Beef Crisis meeting: Almost 200 NI farmers back new farm organisation plans

Almost 200 farmers from across Northern Ireland attended a ‘beef crisis meeting’ held last night in Cookstown – many angry and frustrated at the current price squeeze.

The meeting was organised by Northern Ireland Agricultural Producers Association, National Beef Association and Farmers For Action under the alliance ‘NI Farm Groups‘.

The night even saw some farmers involved in the beef protests in the Republic of Ireland travel from as far as Roscommon, Mayo and Waterford to attend.

Many personal stories and theories were put forward. However, there were several recurring themes to the discussions, with poor prices; unreasonable specification requirements; issues with Quality Assurance; and misrepresentation by retailers, all repeated points of contention.

Attendees voted by a show of hands over four motions, including giving the newly formed group a mandate to represent the region’s beef farmers.
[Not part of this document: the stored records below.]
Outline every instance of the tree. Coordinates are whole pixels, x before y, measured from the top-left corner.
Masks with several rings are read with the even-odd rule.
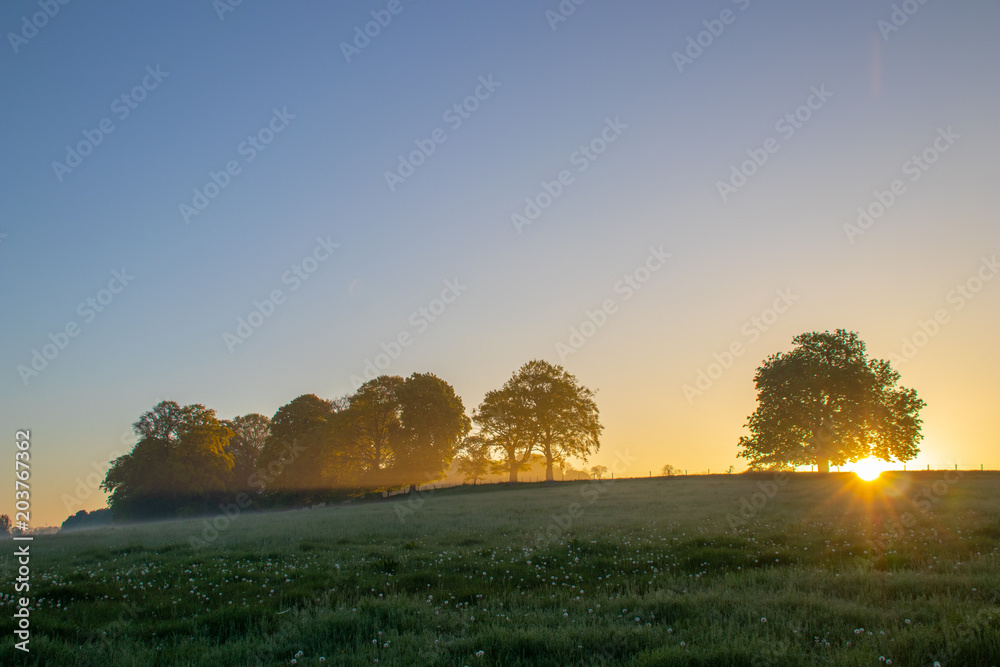
[[[866,457],[907,461],[919,451],[925,403],[897,386],[888,361],[868,359],[854,332],[804,333],[757,369],[757,409],[740,438],[751,470],[815,463],[820,472]]]
[[[163,401],[133,424],[139,442],[112,462],[101,488],[117,518],[204,509],[227,490],[233,432],[203,405]]]
[[[250,478],[257,471],[268,436],[271,435],[271,420],[257,413],[241,415],[223,424],[233,432],[226,450],[233,457],[233,488],[250,488]]]
[[[545,458],[545,479],[570,456],[586,460],[600,448],[601,426],[594,393],[562,366],[534,360],[495,391],[486,394],[473,415],[480,434],[507,462],[510,481],[532,453]]]
[[[381,375],[365,382],[351,396],[347,414],[352,437],[366,479],[374,487],[389,485],[389,471],[396,464],[403,436],[399,391],[404,382],[398,375]]]
[[[303,394],[278,408],[271,418],[270,434],[257,460],[258,486],[268,487],[301,452],[299,440],[326,423],[334,404],[315,394]]]
[[[398,482],[413,486],[440,479],[472,422],[455,389],[430,373],[414,373],[397,392],[400,442]]]
[[[486,477],[496,469],[489,443],[480,435],[466,437],[456,451],[455,464],[466,484]]]
[[[562,366],[529,361],[508,382],[527,398],[539,453],[545,457],[545,480],[553,481],[553,464],[569,456],[584,461],[600,448],[601,426],[594,392],[579,384]]]
[[[471,427],[454,388],[429,373],[370,380],[345,414],[366,479],[381,489],[439,479]]]
[[[517,473],[531,458],[535,448],[531,417],[526,397],[509,387],[487,392],[472,415],[479,435],[487,446],[503,456],[509,481],[517,482]]]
Protests similar to those in the Republic of Ireland, where protesters interrupted deliveries to meat plants, was also discussed.

However, It was widely agreed that while such action had been beneficial in the south, that the timing of protests would put many NI beef farmers under further financial strain.

It was also argued that with the beef protests in the Republic now called off, the backlog of extra cattle from the South would mitigate the impact of any interruption of supply in Northern Ireland.

Action

The way forward suggested by the panel was to issue an immediate request for Government aid for beef farmers.

It was also proposed that the new group would set up meetings with the Livestock and Meat Commission for Northern Ireland to focus on issues with the Quality Assurance scheme. The group will also seek to meet with the abattoir representatives on beef prices and specifications.

It was argued that ultimately the answer to the industry’s woes was to change the legislation surrounding farm-gate food prices – an issue which was discussed at length. However, it was also recognised this would require Stormont politicians to be back to work to allow any potential bill to go forward.

Independent chairman Richard Halleron asked the audience to vote through a show of hands on several issues.

An overwhelming number raised their hands to say they would not be able to continue beef farming if prices continued to fall or stagnate.

Those in attendance also overwhelmingly agreed to have the three farm organisations present represent them in meetings with the LMC Board, abattoirs and over any potential Government relief.

Notably, every hand in the room was raised over two issues:

  • To support legislation on farm-gate prices for food grown or reared on Northern Ireland farms; and
  • To support a call for Stormont politicians to go back to work immediately.

NI Farm Groups co-ordinator William Taylor said: “The message is loud and clear that Northern Ireland’s politicians – and indeed politicians across these islands – need to wake up and smell the coffee.

“The problem is that when you give support money to farmers, the abattoirs just drop the price.

“The real answer is to bring in legislation on fair farm-gate prices across the stable – whether that is milk or meat or any food grown in Northern Ireland.”